The moon landing, cyber space, mobile phones, micro-waves, the atomic bomb and drones – all written about by HG Wells, Isaac Asimov et al long before they arrived.

And sixteen years ago The Simpsons did a sketch in which Donald Trump was president of the United States!

Here’s a dystopian thriller for you. It’s about a bunch of people who find out the most powerful country on earth’s been taken over by a monster and respond by going on social media and sharing comedy memes about it…

No, wait…That was Facebook this morning!

What has happened in America is insane. What is happening in the UK is equally crazy – not just Brexit (which I’m fervently opposed to), but also how vociferous many of the remain voters are about broad-brushing their opposite numbers as ‘idiot, racists’ and momentarily forgetting that we live in a democracy.

In-keeping with tradition I wrote a story last week that, this morning, happened exactly as described. It’s about a white, bald (Donald would hate him) male who rings up an energy company to complain about his gas bill. After speaking with a call centre agent he gets escalated up to a man with a Spanish name and a Spanish accent.

‘Could you go outside and check the meter for me?’ he asks.

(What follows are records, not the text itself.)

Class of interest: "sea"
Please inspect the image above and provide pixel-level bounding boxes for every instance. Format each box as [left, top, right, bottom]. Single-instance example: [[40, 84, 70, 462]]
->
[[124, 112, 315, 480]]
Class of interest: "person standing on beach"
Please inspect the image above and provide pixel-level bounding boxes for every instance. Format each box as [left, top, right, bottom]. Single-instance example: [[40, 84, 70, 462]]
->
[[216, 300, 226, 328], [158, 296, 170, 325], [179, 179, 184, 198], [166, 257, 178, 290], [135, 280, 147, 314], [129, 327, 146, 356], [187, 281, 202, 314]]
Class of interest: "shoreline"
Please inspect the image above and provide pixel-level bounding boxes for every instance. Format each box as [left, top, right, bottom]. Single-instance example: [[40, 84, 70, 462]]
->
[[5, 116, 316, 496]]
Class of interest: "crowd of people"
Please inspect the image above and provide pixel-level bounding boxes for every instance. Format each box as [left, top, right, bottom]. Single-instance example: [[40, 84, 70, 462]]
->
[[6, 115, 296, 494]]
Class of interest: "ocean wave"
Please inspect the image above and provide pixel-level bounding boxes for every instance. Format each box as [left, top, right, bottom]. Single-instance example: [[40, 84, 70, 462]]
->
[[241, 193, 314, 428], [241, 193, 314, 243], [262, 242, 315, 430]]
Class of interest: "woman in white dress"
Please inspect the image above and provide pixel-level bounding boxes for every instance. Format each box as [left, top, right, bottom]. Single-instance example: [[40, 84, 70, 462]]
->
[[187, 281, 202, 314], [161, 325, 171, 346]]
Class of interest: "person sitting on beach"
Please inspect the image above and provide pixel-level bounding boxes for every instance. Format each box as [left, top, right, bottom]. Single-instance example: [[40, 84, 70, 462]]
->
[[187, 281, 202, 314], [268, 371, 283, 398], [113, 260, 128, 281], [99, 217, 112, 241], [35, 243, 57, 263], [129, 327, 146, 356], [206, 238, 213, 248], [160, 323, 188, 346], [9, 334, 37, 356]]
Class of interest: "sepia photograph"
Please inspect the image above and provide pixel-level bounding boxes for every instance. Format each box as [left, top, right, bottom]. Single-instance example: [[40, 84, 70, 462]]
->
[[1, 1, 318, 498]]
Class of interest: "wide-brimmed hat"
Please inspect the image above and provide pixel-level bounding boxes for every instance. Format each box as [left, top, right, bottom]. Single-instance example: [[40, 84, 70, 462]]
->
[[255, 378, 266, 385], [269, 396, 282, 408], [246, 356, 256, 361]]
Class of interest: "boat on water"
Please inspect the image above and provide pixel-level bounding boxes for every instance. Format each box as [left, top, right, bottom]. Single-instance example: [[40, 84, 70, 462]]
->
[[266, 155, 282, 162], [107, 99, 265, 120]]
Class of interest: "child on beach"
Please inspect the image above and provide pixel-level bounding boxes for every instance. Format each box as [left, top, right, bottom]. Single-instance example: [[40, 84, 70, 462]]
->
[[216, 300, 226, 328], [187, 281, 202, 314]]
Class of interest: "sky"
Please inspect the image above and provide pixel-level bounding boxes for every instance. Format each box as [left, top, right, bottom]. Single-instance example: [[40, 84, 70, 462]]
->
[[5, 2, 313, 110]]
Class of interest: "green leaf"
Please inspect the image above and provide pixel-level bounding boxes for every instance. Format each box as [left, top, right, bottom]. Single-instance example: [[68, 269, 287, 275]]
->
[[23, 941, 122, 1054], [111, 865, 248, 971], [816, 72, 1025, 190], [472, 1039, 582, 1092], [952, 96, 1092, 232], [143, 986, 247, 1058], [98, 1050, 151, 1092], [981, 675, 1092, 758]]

‘Not currently,’ the bald man replies, ‘I’m in the bath.’

‘At this hour?’

‘Yes. I’ve got flu and I was up all night watching the end of the world on tele.’

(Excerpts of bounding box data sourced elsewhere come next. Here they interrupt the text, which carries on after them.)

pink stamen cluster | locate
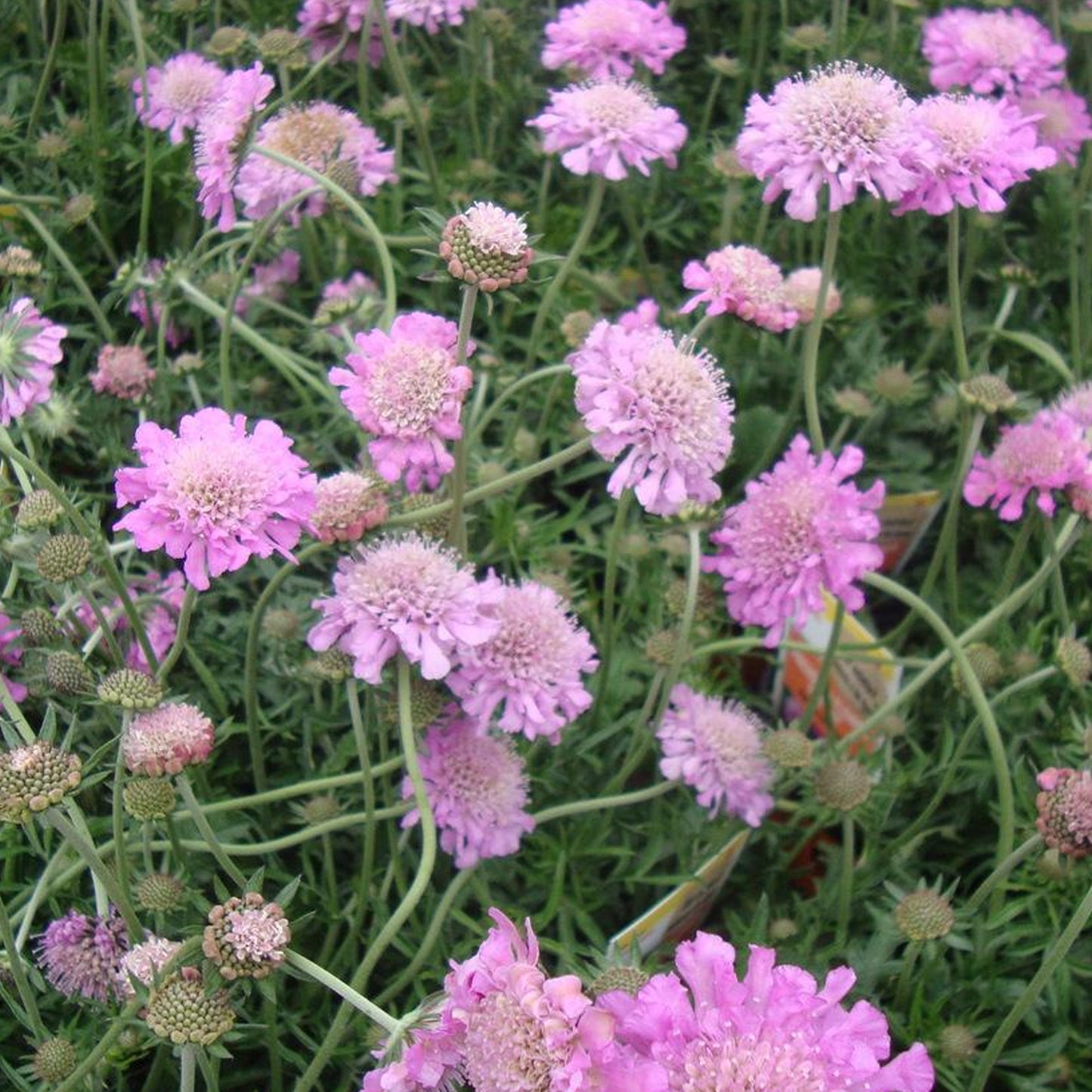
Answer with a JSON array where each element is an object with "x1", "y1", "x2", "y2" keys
[
  {"x1": 702, "y1": 436, "x2": 884, "y2": 648},
  {"x1": 542, "y1": 0, "x2": 685, "y2": 79},
  {"x1": 113, "y1": 407, "x2": 314, "y2": 591}
]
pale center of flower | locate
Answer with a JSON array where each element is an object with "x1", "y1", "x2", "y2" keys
[
  {"x1": 670, "y1": 1034, "x2": 831, "y2": 1092},
  {"x1": 463, "y1": 991, "x2": 565, "y2": 1092},
  {"x1": 368, "y1": 342, "x2": 452, "y2": 436}
]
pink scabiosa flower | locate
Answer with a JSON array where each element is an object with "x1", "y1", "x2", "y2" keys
[
  {"x1": 679, "y1": 247, "x2": 798, "y2": 333},
  {"x1": 702, "y1": 436, "x2": 884, "y2": 648},
  {"x1": 132, "y1": 54, "x2": 226, "y2": 144},
  {"x1": 447, "y1": 574, "x2": 599, "y2": 744},
  {"x1": 113, "y1": 407, "x2": 314, "y2": 591},
  {"x1": 1011, "y1": 88, "x2": 1092, "y2": 167},
  {"x1": 527, "y1": 79, "x2": 685, "y2": 182},
  {"x1": 566, "y1": 321, "x2": 734, "y2": 515},
  {"x1": 402, "y1": 705, "x2": 535, "y2": 868},
  {"x1": 121, "y1": 702, "x2": 216, "y2": 778},
  {"x1": 896, "y1": 95, "x2": 1058, "y2": 216},
  {"x1": 1035, "y1": 766, "x2": 1092, "y2": 858},
  {"x1": 387, "y1": 0, "x2": 477, "y2": 34},
  {"x1": 36, "y1": 910, "x2": 129, "y2": 1001},
  {"x1": 235, "y1": 103, "x2": 398, "y2": 224},
  {"x1": 542, "y1": 0, "x2": 685, "y2": 79},
  {"x1": 785, "y1": 265, "x2": 842, "y2": 322},
  {"x1": 329, "y1": 311, "x2": 474, "y2": 493},
  {"x1": 307, "y1": 535, "x2": 500, "y2": 684},
  {"x1": 0, "y1": 611, "x2": 26, "y2": 701},
  {"x1": 963, "y1": 410, "x2": 1092, "y2": 522},
  {"x1": 193, "y1": 61, "x2": 273, "y2": 231},
  {"x1": 922, "y1": 8, "x2": 1066, "y2": 95},
  {"x1": 0, "y1": 296, "x2": 68, "y2": 427},
  {"x1": 89, "y1": 345, "x2": 155, "y2": 402},
  {"x1": 656, "y1": 684, "x2": 773, "y2": 827},
  {"x1": 736, "y1": 61, "x2": 930, "y2": 221},
  {"x1": 596, "y1": 933, "x2": 933, "y2": 1092}
]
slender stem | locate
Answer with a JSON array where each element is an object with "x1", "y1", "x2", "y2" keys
[
  {"x1": 967, "y1": 874, "x2": 1092, "y2": 1092},
  {"x1": 802, "y1": 209, "x2": 842, "y2": 453}
]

‘Ah yes, the orange apocalypse.’

The Spanish sounding man calls back once the bald man is ensconced in a beanie hat and other apparel, and they continue to talk about politics rather than the bill. The Spanish man is an immigrant who voted Brexit, but now has buyer’s remorse. The bald man asks if it’ll even happen with all the anger and legal wrangling. No conclusion is reached.

At some point they resolve the bill discrepancy without partisanship or abuse.